What I’m telling everyone is, “prepare for a tax increase.” Even under the best case scenario, if you’re a high income earner, you’ll see your taxes go up.
Hersch: To the extent that Congress continues to delay resolution of politically contentious tax issues, is the resulting uncertainty a danger to the economy because individuals and businesses can’t do long-term planning?
LaBrecque: I concur completely that ongoing uncertainty about the nation’s tax rules makes long-term planning very difficult. Consider the Affordable Care Act, which I don’t like at all, but at least I know that I have to plan for it. But if I can’t tell you whether the individual estate tax exemption will continue to be $5.1 million or revert to $1 million, then what I am to tell clients who want to do estate planning? This presents a challenge.
Hersch: Does the lack of certainty therefore translate to fewer planning opportunities for life insurance and financial service professionals? Or does the uncertainty only make your more difficult?
LaBrecque: It makes our jobs much more difficult. It’s tough to plan when we don’t know what will happen. Under the current $5.1 million individual estate tax exemption, you may not need an ILIT. But if the Bush tax cuts expire–and exclusion amount reverts to $1 million–then you may well need an ILIT. So the lack of certainty does present a problem for financial professionals.
That said, some planning exists, such as a IRA-to-Roth IRA conversion, which is a logical way to save on income tax. We’ve also been doing asset repositioning, such as moving dividend-paying stocks or mutual funds into IRAs and Roth IRAs.

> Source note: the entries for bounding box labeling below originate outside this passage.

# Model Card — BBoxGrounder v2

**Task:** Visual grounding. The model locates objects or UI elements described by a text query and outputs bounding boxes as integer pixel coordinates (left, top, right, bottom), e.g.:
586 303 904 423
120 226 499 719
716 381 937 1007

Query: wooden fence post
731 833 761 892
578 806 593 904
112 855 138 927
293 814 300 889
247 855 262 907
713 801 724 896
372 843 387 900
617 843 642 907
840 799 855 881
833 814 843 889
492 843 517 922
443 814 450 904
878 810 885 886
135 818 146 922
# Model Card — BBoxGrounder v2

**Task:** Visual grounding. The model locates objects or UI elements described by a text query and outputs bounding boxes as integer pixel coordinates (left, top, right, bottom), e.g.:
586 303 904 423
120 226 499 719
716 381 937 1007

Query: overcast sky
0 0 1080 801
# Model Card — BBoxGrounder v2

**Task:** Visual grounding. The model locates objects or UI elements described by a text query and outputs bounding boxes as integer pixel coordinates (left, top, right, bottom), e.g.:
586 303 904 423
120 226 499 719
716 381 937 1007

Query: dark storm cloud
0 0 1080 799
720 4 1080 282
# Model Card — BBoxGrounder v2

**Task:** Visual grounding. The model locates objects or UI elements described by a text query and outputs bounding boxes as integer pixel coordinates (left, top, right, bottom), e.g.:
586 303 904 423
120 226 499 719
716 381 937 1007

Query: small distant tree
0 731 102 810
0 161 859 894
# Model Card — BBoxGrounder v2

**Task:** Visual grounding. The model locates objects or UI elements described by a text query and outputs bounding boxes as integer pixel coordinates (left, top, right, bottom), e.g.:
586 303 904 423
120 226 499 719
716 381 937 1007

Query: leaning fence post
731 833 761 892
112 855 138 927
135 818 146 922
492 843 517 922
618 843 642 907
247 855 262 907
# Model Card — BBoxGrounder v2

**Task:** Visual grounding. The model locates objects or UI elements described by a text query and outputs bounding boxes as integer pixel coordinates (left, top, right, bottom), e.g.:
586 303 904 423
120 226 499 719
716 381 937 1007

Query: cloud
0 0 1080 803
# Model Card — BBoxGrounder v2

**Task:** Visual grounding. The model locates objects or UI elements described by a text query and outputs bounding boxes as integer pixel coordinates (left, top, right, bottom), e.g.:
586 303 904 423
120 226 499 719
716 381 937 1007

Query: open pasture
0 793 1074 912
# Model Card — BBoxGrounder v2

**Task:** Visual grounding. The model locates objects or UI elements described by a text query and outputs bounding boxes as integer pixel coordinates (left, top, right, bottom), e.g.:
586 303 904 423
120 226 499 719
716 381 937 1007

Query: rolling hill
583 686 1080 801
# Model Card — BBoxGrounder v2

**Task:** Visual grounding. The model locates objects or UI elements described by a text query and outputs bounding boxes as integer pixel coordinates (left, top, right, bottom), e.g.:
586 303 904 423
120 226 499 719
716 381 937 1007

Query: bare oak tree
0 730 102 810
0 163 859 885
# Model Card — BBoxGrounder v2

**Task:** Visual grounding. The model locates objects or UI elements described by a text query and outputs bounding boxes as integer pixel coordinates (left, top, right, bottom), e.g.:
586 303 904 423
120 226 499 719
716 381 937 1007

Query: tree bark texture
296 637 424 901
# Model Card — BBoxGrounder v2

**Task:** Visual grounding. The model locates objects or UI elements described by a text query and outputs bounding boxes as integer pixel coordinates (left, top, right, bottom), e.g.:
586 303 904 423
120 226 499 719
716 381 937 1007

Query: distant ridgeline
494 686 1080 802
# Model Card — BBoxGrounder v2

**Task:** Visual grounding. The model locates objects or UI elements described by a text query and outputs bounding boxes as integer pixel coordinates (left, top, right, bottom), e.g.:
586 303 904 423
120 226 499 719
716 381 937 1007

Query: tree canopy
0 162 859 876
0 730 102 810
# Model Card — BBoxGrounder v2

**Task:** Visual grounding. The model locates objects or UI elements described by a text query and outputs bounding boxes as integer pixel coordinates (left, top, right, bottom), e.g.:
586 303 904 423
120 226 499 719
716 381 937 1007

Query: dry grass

We’re also recommending tax-free municipal bonds.
Hersch: Are your clients shying away from fixed annuities because of continuing low interest rates?
LaBrecque: Yes, but if we start to move into a more inflationary environment, which I think we’re destined eventually to be in, then clients might consider shifting assets from short-term equity products to long-term fixed income products. The fiscal cliff presents a short-term equity problem; inflation is a long-term fixed income problem.
Hersch: What other opportunities do you foresee for life insurance and financial service professionals in the year ahead?
LaBrecque: In our practice, we’re doing a lot of work involving planned giving to charities. Some clients, for example, have opted for charitable gifts of life insurance. We’ve also seen a recent resurgence of SLATs–spousal lifetime annuity trusts–that entail establishing, for example, an ILIT for a surviving spouse.
There is a strong market now for planning opportunities to use up the $5.12 million individual lifetime gift exemption that expires at year-end.